Products that have been recommended by intermediaries for a very long time – structured products, real estate investment trusts (Reits), venture capital trusts (VCTs) and others – may get caught up in the ban according to the claims, which were first reported by Investment Adviser last August.
All this could eventually lead to a climate in which advisers feel they cannot recommend anything other than ultra-regulated, Ucits-structured, open-ended funds.
The FSA risks a conflicted approach to product regulation here. On the one hand it has now stated that if a financial adviser wants to refer to himself as ‘independent’ then he must consider the whole of the investment market before making product recommendations.
The spirit of this is surely that choice is good.
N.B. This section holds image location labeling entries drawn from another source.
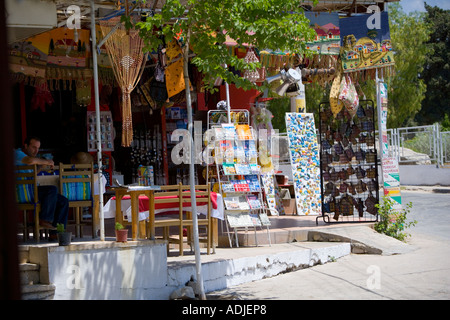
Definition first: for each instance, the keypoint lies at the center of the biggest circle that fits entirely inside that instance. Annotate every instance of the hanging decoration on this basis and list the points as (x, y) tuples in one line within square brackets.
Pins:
[(125, 49), (250, 75), (326, 25), (28, 58)]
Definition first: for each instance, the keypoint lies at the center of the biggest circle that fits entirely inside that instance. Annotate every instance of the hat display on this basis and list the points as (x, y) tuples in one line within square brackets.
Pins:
[(81, 158)]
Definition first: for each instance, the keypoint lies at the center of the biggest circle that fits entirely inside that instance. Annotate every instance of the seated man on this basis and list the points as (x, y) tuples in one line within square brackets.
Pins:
[(54, 207)]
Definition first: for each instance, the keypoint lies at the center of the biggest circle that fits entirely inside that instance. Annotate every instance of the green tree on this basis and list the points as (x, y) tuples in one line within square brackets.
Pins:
[(409, 34), (204, 25), (436, 71)]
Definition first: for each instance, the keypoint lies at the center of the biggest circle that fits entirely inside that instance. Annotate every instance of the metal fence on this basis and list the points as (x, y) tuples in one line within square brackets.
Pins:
[(420, 145)]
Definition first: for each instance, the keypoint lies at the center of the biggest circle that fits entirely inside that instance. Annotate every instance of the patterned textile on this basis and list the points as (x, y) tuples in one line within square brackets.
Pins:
[(24, 193), (77, 191)]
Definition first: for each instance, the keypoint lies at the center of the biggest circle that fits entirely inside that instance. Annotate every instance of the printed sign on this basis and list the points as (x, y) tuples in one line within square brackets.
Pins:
[(391, 181)]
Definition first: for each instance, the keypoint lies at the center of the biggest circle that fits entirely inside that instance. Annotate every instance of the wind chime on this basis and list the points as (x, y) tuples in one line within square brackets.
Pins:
[(124, 48), (251, 57)]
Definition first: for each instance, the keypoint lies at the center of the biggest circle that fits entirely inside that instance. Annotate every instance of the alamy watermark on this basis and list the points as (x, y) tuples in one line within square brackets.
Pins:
[(373, 282), (210, 148)]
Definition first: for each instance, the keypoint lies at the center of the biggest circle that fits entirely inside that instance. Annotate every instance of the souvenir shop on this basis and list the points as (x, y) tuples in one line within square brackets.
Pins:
[(333, 162)]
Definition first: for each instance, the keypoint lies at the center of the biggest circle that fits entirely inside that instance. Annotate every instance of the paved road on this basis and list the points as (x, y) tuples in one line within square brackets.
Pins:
[(423, 273)]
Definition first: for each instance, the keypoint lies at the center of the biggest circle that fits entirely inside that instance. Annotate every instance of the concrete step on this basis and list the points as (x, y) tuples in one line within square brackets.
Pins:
[(38, 292), (29, 273), (31, 287)]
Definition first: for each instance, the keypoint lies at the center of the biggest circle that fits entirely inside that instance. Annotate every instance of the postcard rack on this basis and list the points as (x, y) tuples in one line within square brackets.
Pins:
[(349, 164)]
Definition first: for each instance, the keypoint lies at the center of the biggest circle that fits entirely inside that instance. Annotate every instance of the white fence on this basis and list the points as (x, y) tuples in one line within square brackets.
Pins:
[(420, 145)]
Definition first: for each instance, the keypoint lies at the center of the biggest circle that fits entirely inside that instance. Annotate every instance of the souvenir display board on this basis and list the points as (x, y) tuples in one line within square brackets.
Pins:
[(348, 163), (363, 48), (106, 130), (304, 154), (238, 174)]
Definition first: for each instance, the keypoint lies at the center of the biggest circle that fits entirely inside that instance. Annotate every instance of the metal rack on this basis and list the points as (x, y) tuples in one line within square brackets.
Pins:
[(238, 219), (349, 164)]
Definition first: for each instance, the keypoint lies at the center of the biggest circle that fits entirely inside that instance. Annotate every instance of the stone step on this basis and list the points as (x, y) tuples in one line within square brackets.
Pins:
[(29, 273), (38, 292), (31, 287)]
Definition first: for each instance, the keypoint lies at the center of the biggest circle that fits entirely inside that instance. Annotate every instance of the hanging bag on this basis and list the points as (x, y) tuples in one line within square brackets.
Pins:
[(349, 96)]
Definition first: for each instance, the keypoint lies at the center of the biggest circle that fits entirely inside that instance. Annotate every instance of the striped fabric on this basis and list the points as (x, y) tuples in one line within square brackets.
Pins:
[(77, 191), (24, 193)]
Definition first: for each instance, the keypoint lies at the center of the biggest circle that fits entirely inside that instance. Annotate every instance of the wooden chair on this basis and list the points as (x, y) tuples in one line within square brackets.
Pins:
[(180, 194), (203, 192), (27, 198), (76, 183)]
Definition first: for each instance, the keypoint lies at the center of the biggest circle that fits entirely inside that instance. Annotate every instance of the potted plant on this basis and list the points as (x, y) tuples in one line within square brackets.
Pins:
[(64, 237), (121, 233)]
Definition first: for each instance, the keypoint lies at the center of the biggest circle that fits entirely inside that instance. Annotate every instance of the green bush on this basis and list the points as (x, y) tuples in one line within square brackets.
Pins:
[(393, 222)]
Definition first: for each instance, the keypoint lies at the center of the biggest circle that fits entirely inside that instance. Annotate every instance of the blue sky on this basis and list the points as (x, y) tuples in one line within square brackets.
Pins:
[(417, 5)]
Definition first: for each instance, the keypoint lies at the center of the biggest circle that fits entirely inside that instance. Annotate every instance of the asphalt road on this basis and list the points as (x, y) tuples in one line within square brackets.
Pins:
[(421, 274)]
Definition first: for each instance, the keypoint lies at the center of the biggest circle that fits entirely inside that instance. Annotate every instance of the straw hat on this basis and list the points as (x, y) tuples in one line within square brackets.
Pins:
[(81, 158)]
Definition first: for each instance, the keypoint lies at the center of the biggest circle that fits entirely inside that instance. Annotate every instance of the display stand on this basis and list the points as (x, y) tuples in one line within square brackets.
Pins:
[(238, 177), (349, 164), (305, 162)]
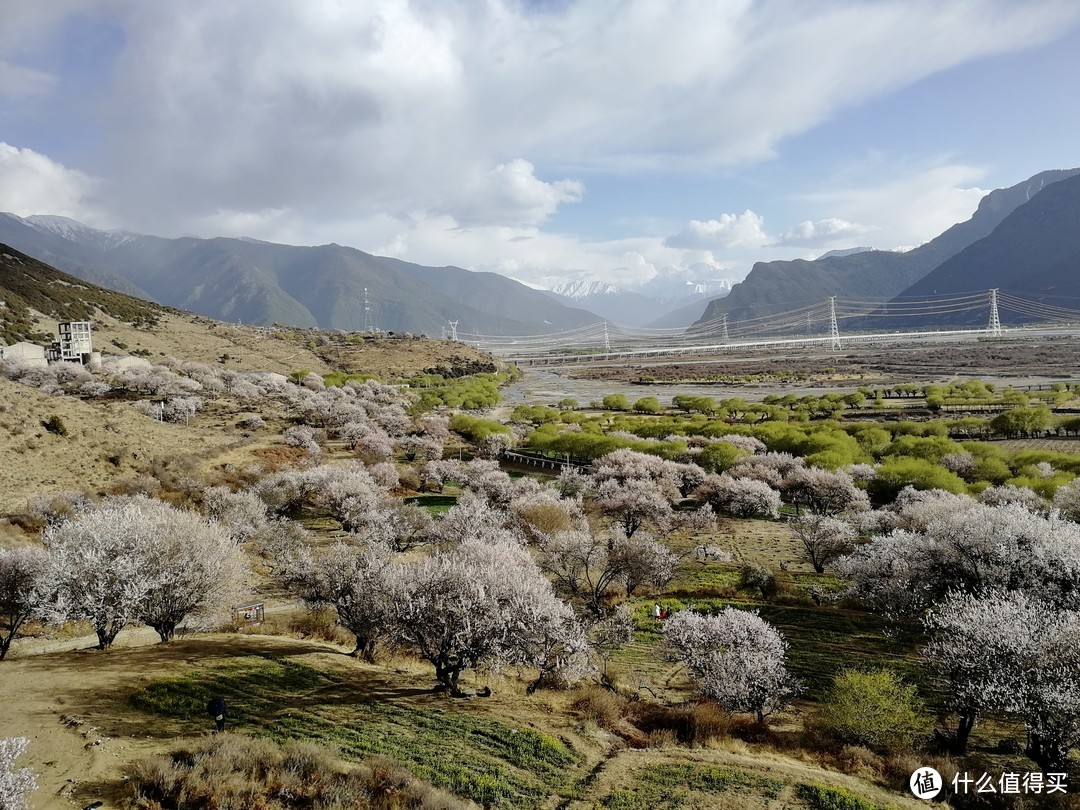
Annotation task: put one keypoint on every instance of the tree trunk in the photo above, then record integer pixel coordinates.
(1050, 755)
(107, 634)
(365, 649)
(963, 727)
(447, 675)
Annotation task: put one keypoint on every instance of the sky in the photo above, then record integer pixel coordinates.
(548, 140)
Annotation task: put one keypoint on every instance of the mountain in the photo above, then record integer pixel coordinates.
(29, 288)
(772, 287)
(682, 287)
(844, 252)
(265, 283)
(1034, 254)
(680, 316)
(674, 298)
(608, 301)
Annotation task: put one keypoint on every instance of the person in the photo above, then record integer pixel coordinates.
(216, 709)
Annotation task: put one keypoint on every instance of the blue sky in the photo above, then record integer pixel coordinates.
(547, 140)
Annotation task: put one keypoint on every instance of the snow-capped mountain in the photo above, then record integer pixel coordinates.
(640, 305)
(583, 288)
(76, 231)
(844, 252)
(684, 287)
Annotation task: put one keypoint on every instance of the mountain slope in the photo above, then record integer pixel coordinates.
(608, 301)
(1034, 253)
(29, 287)
(265, 283)
(779, 286)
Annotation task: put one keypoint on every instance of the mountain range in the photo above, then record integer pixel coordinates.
(1034, 254)
(667, 300)
(265, 283)
(773, 287)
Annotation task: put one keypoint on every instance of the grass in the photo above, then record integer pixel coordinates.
(436, 504)
(667, 786)
(466, 753)
(821, 797)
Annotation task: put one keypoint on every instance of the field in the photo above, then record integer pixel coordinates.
(92, 712)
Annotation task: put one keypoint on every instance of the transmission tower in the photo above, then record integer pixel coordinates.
(834, 331)
(368, 319)
(995, 326)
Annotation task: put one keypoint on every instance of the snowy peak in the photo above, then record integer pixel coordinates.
(679, 288)
(582, 288)
(75, 231)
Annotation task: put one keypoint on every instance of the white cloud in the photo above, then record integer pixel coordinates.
(512, 194)
(397, 107)
(32, 184)
(915, 205)
(17, 81)
(730, 231)
(824, 231)
(454, 132)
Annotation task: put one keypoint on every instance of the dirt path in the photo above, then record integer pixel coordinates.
(66, 704)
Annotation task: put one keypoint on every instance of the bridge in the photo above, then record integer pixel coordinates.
(604, 341)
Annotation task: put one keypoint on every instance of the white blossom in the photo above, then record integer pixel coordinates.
(736, 657)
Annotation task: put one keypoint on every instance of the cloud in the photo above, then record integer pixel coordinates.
(404, 107)
(731, 231)
(823, 231)
(913, 205)
(32, 184)
(17, 81)
(512, 194)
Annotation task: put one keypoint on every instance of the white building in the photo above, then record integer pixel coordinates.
(73, 345)
(24, 352)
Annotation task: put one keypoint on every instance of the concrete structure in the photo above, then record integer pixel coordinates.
(25, 352)
(73, 345)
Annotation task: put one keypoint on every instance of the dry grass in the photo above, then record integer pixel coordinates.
(233, 772)
(108, 445)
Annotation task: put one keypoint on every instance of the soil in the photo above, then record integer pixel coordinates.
(1055, 356)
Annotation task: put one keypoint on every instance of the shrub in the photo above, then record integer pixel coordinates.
(15, 784)
(55, 426)
(873, 709)
(234, 772)
(602, 706)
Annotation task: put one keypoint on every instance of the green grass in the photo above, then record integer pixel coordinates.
(466, 753)
(436, 504)
(821, 797)
(821, 640)
(674, 785)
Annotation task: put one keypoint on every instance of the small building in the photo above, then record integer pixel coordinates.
(24, 352)
(253, 612)
(73, 345)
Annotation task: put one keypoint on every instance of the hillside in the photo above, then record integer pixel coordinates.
(1034, 253)
(36, 296)
(29, 288)
(779, 286)
(247, 281)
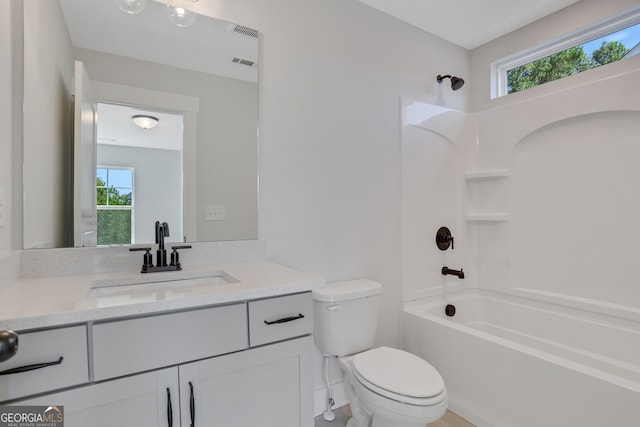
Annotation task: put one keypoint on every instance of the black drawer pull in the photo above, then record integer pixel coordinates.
(28, 368)
(169, 409)
(285, 320)
(192, 405)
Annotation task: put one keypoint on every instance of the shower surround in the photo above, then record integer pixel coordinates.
(542, 196)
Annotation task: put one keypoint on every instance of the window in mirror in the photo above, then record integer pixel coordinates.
(115, 205)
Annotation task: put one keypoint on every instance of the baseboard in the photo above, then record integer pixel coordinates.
(320, 398)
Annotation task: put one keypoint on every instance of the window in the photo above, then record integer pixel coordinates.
(115, 205)
(597, 46)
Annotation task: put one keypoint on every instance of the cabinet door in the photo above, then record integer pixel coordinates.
(136, 401)
(269, 386)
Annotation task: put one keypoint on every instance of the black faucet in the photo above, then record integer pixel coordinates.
(447, 270)
(162, 231)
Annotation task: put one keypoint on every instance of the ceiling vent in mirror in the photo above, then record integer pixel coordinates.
(241, 61)
(250, 32)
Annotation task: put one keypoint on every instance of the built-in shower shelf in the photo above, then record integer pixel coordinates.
(487, 217)
(486, 174)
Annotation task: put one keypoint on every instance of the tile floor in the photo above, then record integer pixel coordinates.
(342, 415)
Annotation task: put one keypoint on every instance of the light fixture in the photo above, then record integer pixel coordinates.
(131, 6)
(180, 16)
(144, 121)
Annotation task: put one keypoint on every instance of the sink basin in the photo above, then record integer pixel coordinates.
(160, 282)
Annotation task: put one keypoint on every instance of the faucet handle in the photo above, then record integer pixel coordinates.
(147, 258)
(175, 256)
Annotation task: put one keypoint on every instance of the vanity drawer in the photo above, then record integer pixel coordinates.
(68, 346)
(140, 344)
(280, 318)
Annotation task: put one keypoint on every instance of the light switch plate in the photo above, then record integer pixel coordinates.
(215, 213)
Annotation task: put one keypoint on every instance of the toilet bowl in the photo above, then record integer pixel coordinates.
(394, 388)
(386, 387)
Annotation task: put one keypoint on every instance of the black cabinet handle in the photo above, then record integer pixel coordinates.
(285, 320)
(169, 409)
(33, 367)
(192, 405)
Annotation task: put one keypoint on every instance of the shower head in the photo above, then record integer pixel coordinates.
(456, 82)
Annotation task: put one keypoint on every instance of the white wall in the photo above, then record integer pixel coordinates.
(48, 72)
(331, 77)
(157, 179)
(6, 125)
(11, 69)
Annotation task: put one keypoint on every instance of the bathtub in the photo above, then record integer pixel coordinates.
(516, 362)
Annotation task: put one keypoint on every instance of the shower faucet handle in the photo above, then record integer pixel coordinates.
(444, 239)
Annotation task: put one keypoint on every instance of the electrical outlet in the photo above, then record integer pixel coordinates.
(214, 213)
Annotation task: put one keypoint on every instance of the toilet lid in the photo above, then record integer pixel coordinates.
(398, 372)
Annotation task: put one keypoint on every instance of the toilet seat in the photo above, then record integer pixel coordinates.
(399, 376)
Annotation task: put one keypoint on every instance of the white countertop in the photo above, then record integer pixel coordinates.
(31, 303)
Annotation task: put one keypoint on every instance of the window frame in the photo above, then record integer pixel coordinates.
(579, 37)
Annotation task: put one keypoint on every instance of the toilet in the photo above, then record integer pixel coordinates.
(386, 387)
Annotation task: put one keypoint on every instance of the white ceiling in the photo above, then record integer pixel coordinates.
(208, 45)
(469, 23)
(116, 127)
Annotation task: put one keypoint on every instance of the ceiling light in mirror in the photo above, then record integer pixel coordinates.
(131, 6)
(144, 121)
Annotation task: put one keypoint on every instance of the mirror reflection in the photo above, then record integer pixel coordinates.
(203, 78)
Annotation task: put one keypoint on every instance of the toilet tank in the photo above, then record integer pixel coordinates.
(345, 316)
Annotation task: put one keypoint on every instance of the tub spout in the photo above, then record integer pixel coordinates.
(447, 270)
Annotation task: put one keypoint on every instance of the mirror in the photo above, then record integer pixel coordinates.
(205, 73)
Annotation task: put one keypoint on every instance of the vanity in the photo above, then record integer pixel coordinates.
(238, 352)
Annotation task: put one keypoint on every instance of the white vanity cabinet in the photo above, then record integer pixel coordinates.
(46, 360)
(269, 386)
(158, 371)
(137, 401)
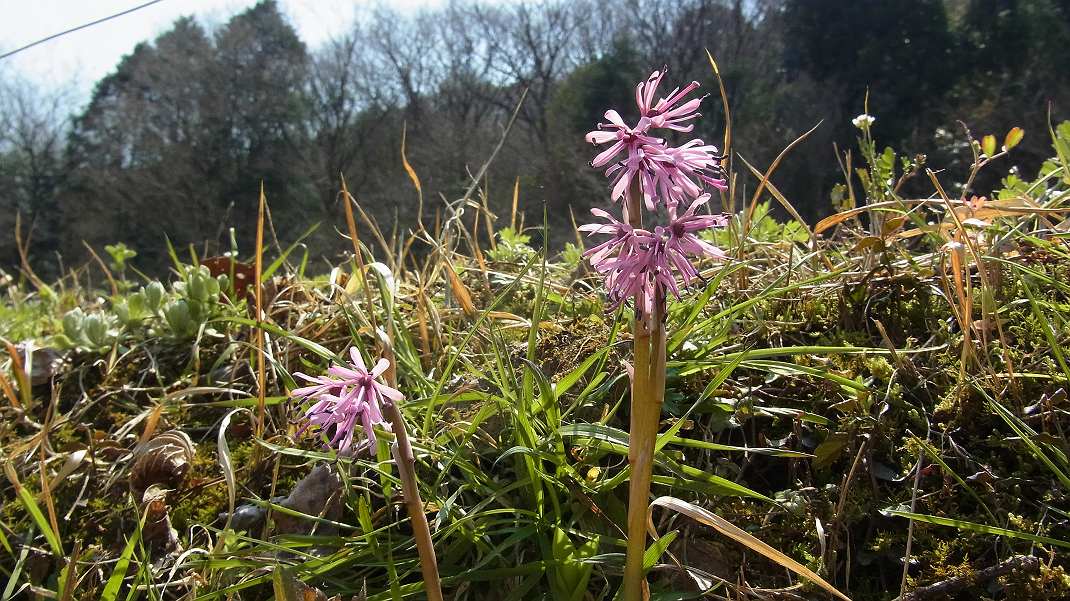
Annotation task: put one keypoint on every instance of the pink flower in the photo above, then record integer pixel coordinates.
(666, 113)
(622, 237)
(643, 264)
(682, 243)
(624, 138)
(679, 173)
(345, 395)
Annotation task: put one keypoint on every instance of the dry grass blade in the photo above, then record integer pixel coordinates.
(768, 173)
(9, 391)
(728, 133)
(408, 167)
(780, 198)
(261, 359)
(459, 290)
(21, 378)
(838, 218)
(737, 535)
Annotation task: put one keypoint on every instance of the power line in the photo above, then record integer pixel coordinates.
(55, 35)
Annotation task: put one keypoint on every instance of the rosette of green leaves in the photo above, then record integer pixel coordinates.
(95, 332)
(135, 308)
(196, 303)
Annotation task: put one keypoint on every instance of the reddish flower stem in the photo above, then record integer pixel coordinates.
(421, 530)
(647, 395)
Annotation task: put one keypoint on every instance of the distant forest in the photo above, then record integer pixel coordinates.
(177, 140)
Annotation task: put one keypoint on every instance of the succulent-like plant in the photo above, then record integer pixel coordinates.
(89, 332)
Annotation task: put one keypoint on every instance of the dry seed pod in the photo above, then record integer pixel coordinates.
(164, 460)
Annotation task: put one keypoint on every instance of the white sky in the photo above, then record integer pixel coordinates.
(86, 56)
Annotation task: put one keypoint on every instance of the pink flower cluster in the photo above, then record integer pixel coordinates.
(346, 395)
(645, 263)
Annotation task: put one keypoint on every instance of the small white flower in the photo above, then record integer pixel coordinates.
(864, 121)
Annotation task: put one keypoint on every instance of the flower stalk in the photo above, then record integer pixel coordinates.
(350, 398)
(644, 264)
(647, 396)
(401, 450)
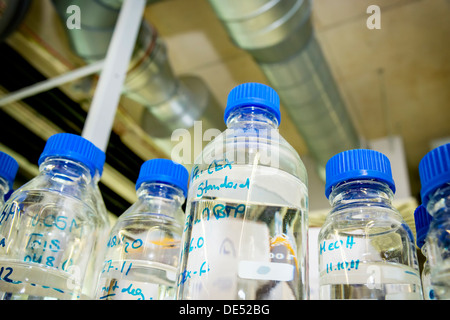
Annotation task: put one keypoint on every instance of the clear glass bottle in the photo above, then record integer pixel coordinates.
(49, 224)
(245, 235)
(143, 249)
(366, 250)
(8, 171)
(434, 171)
(103, 229)
(422, 220)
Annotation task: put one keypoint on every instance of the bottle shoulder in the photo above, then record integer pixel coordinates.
(45, 190)
(365, 217)
(265, 148)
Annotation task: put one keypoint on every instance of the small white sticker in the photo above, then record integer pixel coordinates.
(266, 270)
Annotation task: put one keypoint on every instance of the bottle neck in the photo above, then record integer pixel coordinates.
(253, 117)
(366, 192)
(4, 188)
(66, 171)
(439, 202)
(161, 198)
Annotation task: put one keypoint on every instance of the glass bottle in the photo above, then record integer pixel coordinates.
(366, 250)
(8, 171)
(434, 171)
(422, 220)
(49, 224)
(245, 234)
(143, 249)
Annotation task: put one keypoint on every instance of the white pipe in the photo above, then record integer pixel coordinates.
(100, 119)
(51, 83)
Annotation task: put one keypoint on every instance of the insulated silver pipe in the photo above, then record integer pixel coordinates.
(170, 102)
(279, 35)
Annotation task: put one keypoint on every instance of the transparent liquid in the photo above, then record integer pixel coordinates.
(24, 281)
(373, 281)
(239, 250)
(136, 280)
(440, 282)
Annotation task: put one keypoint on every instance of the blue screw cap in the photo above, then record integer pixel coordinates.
(358, 164)
(434, 171)
(165, 171)
(76, 148)
(8, 168)
(253, 94)
(422, 220)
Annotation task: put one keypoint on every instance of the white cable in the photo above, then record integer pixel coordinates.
(51, 83)
(100, 119)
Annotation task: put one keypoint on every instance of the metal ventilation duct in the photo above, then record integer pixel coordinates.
(171, 103)
(279, 35)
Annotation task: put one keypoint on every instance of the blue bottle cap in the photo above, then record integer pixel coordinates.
(434, 171)
(8, 168)
(165, 171)
(75, 148)
(253, 94)
(422, 220)
(358, 164)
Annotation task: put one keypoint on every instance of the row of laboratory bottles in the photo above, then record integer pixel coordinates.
(244, 232)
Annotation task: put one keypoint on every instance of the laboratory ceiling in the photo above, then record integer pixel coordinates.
(395, 80)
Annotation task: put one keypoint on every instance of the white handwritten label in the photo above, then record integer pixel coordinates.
(213, 264)
(130, 290)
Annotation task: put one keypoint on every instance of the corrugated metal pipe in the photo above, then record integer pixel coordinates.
(280, 37)
(171, 102)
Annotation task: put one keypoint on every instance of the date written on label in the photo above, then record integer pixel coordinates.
(342, 265)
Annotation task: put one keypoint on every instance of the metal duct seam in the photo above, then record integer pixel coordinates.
(280, 37)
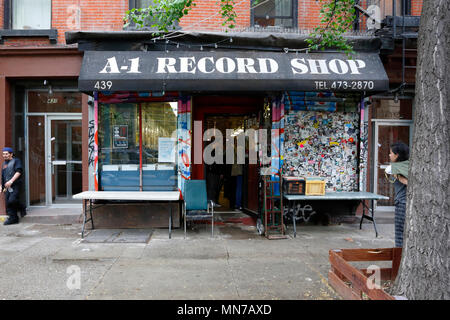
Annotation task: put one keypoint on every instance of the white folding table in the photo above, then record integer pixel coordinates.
(357, 196)
(170, 196)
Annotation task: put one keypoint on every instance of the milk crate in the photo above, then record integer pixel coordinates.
(293, 185)
(315, 187)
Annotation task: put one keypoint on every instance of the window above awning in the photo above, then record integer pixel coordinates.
(231, 71)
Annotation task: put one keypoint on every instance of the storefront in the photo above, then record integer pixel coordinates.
(150, 110)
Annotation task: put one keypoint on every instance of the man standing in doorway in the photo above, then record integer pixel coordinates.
(12, 171)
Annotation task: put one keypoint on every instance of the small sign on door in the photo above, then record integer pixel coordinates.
(120, 136)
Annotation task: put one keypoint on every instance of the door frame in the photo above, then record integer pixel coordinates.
(47, 132)
(48, 148)
(377, 124)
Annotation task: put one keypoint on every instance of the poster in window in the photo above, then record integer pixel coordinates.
(166, 150)
(120, 137)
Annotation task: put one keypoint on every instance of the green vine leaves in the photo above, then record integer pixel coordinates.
(165, 14)
(336, 18)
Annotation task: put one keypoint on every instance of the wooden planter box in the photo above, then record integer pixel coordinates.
(352, 283)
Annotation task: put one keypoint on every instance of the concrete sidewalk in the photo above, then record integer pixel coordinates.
(49, 261)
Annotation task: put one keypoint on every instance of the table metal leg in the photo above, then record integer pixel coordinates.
(373, 218)
(90, 210)
(294, 219)
(363, 214)
(84, 218)
(170, 222)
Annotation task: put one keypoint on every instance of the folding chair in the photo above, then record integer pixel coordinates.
(196, 205)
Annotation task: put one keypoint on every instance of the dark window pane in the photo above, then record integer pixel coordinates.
(31, 14)
(278, 13)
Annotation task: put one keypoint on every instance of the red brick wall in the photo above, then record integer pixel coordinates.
(2, 11)
(73, 15)
(106, 15)
(87, 15)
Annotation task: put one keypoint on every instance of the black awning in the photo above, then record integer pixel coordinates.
(230, 71)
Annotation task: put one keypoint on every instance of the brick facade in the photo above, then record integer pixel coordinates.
(107, 15)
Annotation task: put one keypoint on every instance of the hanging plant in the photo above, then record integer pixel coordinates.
(337, 17)
(164, 14)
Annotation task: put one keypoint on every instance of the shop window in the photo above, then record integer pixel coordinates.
(274, 13)
(42, 101)
(30, 14)
(120, 154)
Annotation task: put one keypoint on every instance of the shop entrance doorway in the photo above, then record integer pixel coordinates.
(239, 186)
(233, 185)
(53, 164)
(54, 159)
(387, 132)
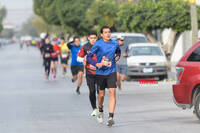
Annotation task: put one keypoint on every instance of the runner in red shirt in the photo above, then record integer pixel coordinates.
(54, 58)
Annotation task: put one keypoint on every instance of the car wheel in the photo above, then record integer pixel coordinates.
(128, 78)
(197, 106)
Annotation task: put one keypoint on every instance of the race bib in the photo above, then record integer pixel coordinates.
(54, 54)
(47, 55)
(107, 61)
(64, 55)
(92, 67)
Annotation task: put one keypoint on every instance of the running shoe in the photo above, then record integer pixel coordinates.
(110, 122)
(100, 117)
(94, 112)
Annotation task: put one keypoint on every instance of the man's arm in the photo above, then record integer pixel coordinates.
(81, 54)
(69, 45)
(93, 51)
(117, 54)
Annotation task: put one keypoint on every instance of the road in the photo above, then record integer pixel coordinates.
(30, 104)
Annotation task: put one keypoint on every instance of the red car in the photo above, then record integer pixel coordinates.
(187, 88)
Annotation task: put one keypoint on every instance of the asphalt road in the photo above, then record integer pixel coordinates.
(30, 104)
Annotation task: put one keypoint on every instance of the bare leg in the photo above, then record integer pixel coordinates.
(112, 99)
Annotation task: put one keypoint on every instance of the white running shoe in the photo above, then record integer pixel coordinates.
(94, 112)
(110, 122)
(100, 117)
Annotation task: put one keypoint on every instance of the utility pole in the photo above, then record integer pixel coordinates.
(194, 21)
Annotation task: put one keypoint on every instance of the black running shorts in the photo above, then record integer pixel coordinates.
(107, 81)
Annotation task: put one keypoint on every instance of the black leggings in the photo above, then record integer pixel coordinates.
(47, 65)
Clients benefit when a broad range of choices is considered.
But if the FSA also chooses to support these broad interpretations of its Ucis fund rules, thereby banning the sale of vast swathes of the investment industry, then this would be anti-competitive.
Some of these structures – VCTs in particular – offer welcome tax breaks to investors and encourage entrepreneurialism in the UK economy, and it would surely be to the detriment of certain clients if they could not be recommended.
That’s not, of course, to say that there shouldn’t be curbs on the sale of unregulated products.
But let’s be clear here – the Ucis clampdown ultimately comes after certain advisers have persuaded their clients to sell their houses and put the proceeds in dodgy offshore property projects and the like.
Certainly that has to stop, but let’s not let our zeal to prevent detriment lead to other forms of detriment that would be inherent to an anti-competitive regime.